ソフトウエアを構築することは多くの制約を管理することと密接に関連する。制約とは時間、資金、技術、意思決定、互換性、規則、そして人や業務のプロセス、またはこれらすべてを合わせたものからなる。Jim Bird氏は、創造性を育て正しいソフトウエアを作る上で、スクラムやXPによって背負わされる制約が役にたつことについて論じた。
氏は制約について興味深い意見を披露している。
しかし、制約には素晴らしい矛盾と限界があります。このことについて考えるのは私にとって楽しいことです。
制約があると制御をしなくてよくなります。制約によって選択肢が制限されることで、考え方や仕事の仕方が特定の方向に定まります。
しかし…
制約は制御を行うことを支援してくれます。制約によって選択肢が制限されることで、考え方や仕事の仕方が特定の方向に定まるからです。
氏はXPとスクラムはチームの働きを一定の短い時間に押し込めるので、単一のスプリントでの作業量は限られると考える。その結果、ソリューションは完璧にならないかもしれないが、フィードバックを得て次のイテレーションに生かす良い機会が生まれる。この一定の時間は完璧主義や金メッキや先送りに対する完全な防衛手段として働く。また、一定時間の制約下で働くことはリスク管理の面でも有効だ。捨てにくい過剰実装をしないようになるからだ。
一定時間の中では、"小さく”働かざるを得ません。どうやって仕事をやり遂げるかについてだけ考えるようになるのです。つまり、実務を遂行することだけを考えるようになります。誰、何、どこ、いつ、そして、初めに起こること、次に起こること、というようなことです。また、緊急事態に対する感覚が生まれます。そして、仕事をやり遂げ、フィードバックを得ることで満足感も得られます。

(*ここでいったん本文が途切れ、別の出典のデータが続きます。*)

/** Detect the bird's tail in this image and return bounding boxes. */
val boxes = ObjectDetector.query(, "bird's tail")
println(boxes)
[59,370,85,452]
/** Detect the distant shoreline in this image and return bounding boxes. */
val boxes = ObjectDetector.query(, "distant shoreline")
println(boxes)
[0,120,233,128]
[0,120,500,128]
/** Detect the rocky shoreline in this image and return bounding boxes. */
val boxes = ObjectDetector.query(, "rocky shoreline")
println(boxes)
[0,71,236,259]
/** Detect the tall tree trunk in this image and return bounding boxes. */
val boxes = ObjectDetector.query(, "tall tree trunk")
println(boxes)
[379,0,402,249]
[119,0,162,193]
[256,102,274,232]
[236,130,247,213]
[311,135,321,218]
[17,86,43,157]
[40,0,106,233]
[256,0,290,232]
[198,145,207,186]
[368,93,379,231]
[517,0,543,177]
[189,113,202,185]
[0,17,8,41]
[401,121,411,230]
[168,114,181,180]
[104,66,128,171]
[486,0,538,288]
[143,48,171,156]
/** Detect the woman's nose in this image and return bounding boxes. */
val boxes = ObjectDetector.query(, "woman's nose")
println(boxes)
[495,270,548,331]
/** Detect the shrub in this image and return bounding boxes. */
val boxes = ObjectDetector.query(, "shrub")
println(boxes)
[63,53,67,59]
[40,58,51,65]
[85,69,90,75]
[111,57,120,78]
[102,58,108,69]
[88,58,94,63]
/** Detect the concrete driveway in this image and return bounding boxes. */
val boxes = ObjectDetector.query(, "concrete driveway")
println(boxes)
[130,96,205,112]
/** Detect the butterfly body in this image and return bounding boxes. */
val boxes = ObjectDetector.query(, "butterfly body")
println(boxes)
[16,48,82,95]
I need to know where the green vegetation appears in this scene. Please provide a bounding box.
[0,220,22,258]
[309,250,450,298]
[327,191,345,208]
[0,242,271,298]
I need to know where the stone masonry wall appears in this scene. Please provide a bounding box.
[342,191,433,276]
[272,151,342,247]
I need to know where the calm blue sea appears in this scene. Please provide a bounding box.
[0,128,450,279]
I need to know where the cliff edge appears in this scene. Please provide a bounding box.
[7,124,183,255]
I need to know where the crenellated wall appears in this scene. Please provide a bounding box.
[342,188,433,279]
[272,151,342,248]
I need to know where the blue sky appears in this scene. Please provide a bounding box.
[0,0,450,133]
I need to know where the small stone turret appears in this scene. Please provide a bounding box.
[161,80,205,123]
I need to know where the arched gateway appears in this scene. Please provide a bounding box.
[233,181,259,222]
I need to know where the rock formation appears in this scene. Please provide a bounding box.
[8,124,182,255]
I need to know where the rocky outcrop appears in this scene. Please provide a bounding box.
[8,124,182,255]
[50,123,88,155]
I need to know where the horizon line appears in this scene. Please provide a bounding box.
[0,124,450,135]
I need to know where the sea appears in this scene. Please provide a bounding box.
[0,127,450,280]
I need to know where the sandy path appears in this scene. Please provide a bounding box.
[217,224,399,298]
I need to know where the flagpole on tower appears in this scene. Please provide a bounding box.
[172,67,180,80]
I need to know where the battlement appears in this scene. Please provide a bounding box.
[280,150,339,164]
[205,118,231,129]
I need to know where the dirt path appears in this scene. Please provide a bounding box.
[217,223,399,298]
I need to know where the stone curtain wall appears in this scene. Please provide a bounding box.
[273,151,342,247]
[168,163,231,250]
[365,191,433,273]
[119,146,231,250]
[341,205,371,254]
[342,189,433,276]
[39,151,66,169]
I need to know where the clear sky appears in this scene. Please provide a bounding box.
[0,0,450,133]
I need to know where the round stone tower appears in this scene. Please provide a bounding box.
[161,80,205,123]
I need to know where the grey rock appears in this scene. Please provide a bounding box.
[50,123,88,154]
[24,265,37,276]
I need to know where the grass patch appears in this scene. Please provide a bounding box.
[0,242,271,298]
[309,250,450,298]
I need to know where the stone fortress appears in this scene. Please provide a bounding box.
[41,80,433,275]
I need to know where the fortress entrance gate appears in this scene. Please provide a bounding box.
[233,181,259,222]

また、氏は計画に関連する制約が巨大な計画を創ろうとする無駄な努力を根絶やしにする手伝いをしてくれることも指摘する。このような巨大な計画は、完了した時点で時代遅れになってしまうのだ。
37signalsの著書、“Getting Real”には、制限が創造的な解決策を導いてくれることを指摘している。チームは制約を疎むよりも受け入れるべきだ。

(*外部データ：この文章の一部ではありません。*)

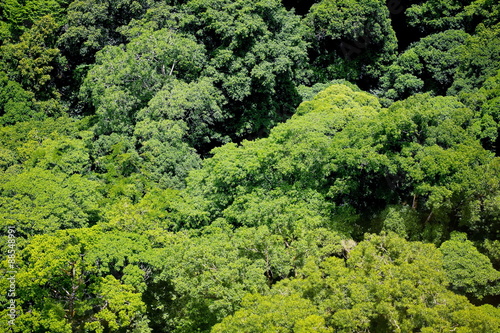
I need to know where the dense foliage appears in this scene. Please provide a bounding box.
[0,0,500,333]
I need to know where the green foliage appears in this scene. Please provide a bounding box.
[211,295,333,333]
[439,232,500,300]
[0,0,500,333]
[82,29,204,135]
[0,167,100,235]
[188,85,380,235]
[0,0,69,42]
[2,228,151,332]
[58,0,152,63]
[145,220,342,332]
[380,30,468,104]
[0,72,40,125]
[448,23,500,95]
[221,235,500,332]
[181,0,308,139]
[405,0,500,34]
[307,0,397,85]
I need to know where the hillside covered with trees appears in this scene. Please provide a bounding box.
[0,0,500,333]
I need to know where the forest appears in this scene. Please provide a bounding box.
[0,0,500,333]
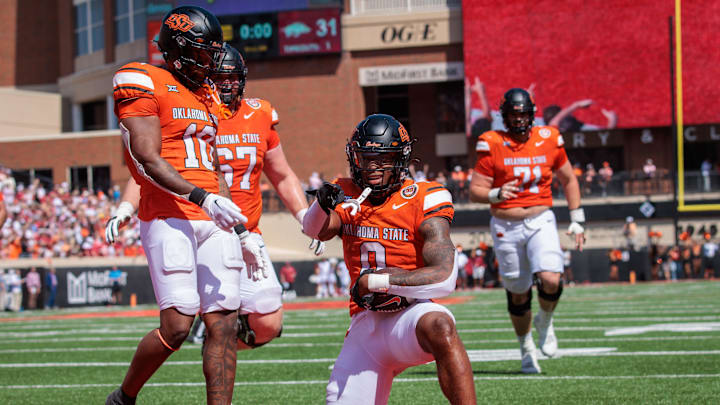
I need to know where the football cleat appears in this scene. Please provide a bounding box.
[533,314,557,357]
[520,344,541,374]
[105,388,135,405]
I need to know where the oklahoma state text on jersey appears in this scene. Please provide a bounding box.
[113,62,220,221]
[335,179,455,316]
[475,126,567,208]
[216,98,280,233]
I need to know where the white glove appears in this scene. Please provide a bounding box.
[567,208,585,251]
[105,201,135,244]
[202,193,247,231]
[308,239,325,256]
[568,222,585,235]
[238,230,270,281]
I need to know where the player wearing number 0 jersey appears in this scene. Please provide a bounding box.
[303,114,476,404]
[106,6,247,405]
[335,179,455,316]
[470,89,585,373]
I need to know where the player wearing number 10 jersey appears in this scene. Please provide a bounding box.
[470,89,585,373]
[106,6,247,405]
[303,114,476,404]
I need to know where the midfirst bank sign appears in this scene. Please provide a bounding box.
[66,270,127,304]
[358,62,465,87]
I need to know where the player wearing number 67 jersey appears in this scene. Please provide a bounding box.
[470,89,585,373]
[205,44,325,349]
[106,6,247,404]
[303,114,476,404]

時間も、お金も、人も十分でない、仕事をする上で十分な環境ではないということは良いことです。
37signalsによれば、制約は彼らが創造的な解決策を生み出すのを助けてくれた。
私たちは開発するソフトウエアを少なくすることで、変更によって発生するコストを削減しました。自分たちのやり方で自分たちの問題を解決するのに必要な機能だけを提供したのです。私たちは邪魔にならないようにしたのです。

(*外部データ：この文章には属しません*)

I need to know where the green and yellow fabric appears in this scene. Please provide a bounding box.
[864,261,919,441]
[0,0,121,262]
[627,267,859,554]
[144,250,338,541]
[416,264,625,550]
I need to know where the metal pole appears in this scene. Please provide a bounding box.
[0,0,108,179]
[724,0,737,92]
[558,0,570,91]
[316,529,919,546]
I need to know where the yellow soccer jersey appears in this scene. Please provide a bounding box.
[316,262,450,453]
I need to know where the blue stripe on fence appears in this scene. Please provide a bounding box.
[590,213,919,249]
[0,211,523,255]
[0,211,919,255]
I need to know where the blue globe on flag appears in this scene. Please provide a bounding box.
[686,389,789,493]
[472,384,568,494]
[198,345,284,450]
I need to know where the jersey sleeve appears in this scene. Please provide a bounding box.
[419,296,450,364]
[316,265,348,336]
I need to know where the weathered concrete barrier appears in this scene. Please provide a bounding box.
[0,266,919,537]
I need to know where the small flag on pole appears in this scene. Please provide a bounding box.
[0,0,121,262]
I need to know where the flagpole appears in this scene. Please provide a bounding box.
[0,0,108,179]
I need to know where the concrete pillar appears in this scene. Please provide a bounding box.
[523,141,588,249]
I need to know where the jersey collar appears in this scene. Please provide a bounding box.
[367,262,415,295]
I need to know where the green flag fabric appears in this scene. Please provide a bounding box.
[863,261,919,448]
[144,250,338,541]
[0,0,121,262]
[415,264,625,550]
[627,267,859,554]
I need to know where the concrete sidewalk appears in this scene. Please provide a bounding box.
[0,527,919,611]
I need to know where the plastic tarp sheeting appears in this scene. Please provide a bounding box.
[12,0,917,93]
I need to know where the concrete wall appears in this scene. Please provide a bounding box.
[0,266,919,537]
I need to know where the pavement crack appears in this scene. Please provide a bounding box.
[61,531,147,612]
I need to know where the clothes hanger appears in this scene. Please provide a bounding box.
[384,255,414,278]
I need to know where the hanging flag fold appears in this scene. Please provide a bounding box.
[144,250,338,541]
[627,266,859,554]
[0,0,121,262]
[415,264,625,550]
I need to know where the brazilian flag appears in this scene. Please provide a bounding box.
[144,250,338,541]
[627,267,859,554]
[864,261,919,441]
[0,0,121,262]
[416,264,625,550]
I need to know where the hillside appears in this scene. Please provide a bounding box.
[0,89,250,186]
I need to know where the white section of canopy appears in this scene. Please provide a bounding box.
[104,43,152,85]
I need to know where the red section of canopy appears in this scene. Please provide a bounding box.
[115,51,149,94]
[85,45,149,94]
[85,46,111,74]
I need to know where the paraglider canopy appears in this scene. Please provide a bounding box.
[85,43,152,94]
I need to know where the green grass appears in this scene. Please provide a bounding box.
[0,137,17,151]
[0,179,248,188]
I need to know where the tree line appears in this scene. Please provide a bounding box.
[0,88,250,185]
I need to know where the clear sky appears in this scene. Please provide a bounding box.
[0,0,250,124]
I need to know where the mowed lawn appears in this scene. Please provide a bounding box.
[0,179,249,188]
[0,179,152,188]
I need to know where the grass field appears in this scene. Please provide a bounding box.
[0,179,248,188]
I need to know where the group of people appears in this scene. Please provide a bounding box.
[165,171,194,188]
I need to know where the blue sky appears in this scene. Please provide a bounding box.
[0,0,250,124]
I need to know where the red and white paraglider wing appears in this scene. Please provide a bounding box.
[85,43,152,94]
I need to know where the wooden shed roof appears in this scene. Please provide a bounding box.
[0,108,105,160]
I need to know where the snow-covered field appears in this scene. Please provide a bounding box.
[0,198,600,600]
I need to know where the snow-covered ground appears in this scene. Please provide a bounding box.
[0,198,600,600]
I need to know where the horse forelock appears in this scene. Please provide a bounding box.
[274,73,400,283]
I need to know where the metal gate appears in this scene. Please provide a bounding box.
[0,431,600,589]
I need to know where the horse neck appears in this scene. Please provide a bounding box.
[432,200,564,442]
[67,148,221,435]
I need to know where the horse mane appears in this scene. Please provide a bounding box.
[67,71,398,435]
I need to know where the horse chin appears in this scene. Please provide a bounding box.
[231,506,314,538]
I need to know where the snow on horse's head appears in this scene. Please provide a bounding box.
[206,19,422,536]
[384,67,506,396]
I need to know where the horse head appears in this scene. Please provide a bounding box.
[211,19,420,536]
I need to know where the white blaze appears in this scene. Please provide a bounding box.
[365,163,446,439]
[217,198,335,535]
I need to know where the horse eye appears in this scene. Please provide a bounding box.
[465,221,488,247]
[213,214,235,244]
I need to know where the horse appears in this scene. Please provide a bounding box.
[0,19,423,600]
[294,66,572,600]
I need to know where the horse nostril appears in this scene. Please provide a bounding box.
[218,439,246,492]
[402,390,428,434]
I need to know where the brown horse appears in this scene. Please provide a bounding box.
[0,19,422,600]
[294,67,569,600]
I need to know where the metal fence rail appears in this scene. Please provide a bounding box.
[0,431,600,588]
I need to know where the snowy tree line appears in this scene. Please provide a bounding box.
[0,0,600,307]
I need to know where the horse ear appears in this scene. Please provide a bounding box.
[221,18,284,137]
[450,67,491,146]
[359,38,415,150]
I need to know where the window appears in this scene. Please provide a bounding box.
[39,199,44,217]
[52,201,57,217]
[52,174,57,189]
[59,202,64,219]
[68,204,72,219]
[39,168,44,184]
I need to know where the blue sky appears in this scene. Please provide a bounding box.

GoogleのMarissa Ann Mayer氏も同じような話を披露した。氏によれば、制約は問題の輪郭をはっきりさせ、克服すべき難問を明確にしてくれる。また、制約は創造性を最大限に発揮できるようにしてくれる。
制約によってスピードと機運が生まれます。製品を設計する過程を形成しているとき、制約は開発の速度を上げてくれます。
しかし、氏はこの制約は不可能なことを無視する健全な態度とうまくバランスがとれているべきだと指摘している。適切にバランスがとれていれば、チームが世界を変えるアイディアを生み出すこと助けてくれるようなイノベーションを導く。また、そのようなイノベーションが真っ先に失敗しても大丈夫な環境が生まれる。
Ethan Zuckerman氏は制約下で働いているときに最も素晴らしい創造性が発揮されると述べた。氏はピカソの例を引いて、次のように言う。
偉大な芸術家が自身を縛りつける環境に常に身を置いたことは明らかです。ピカソの最も感動的な仕事の一部は彼の青の時代に作られました。この時代に彼は、意識的か無意識的か、限られた飾り気のない色合いしか利用しませんでした。
このように、ほとんどの場合、制約はイノベーションや創造性を導く。創造性を最大限に発揮するための鍵は、制約と共に働き、その制約が利点に変わるときだ。37signalsも次のように書いている。
たいていの場合、制約とは利点の仮の姿です。ベンチャーキャピタルも長いリリースサイクルも素早い雇用も忘れましょう。そのかわり持っているものだけでやっていきましょう。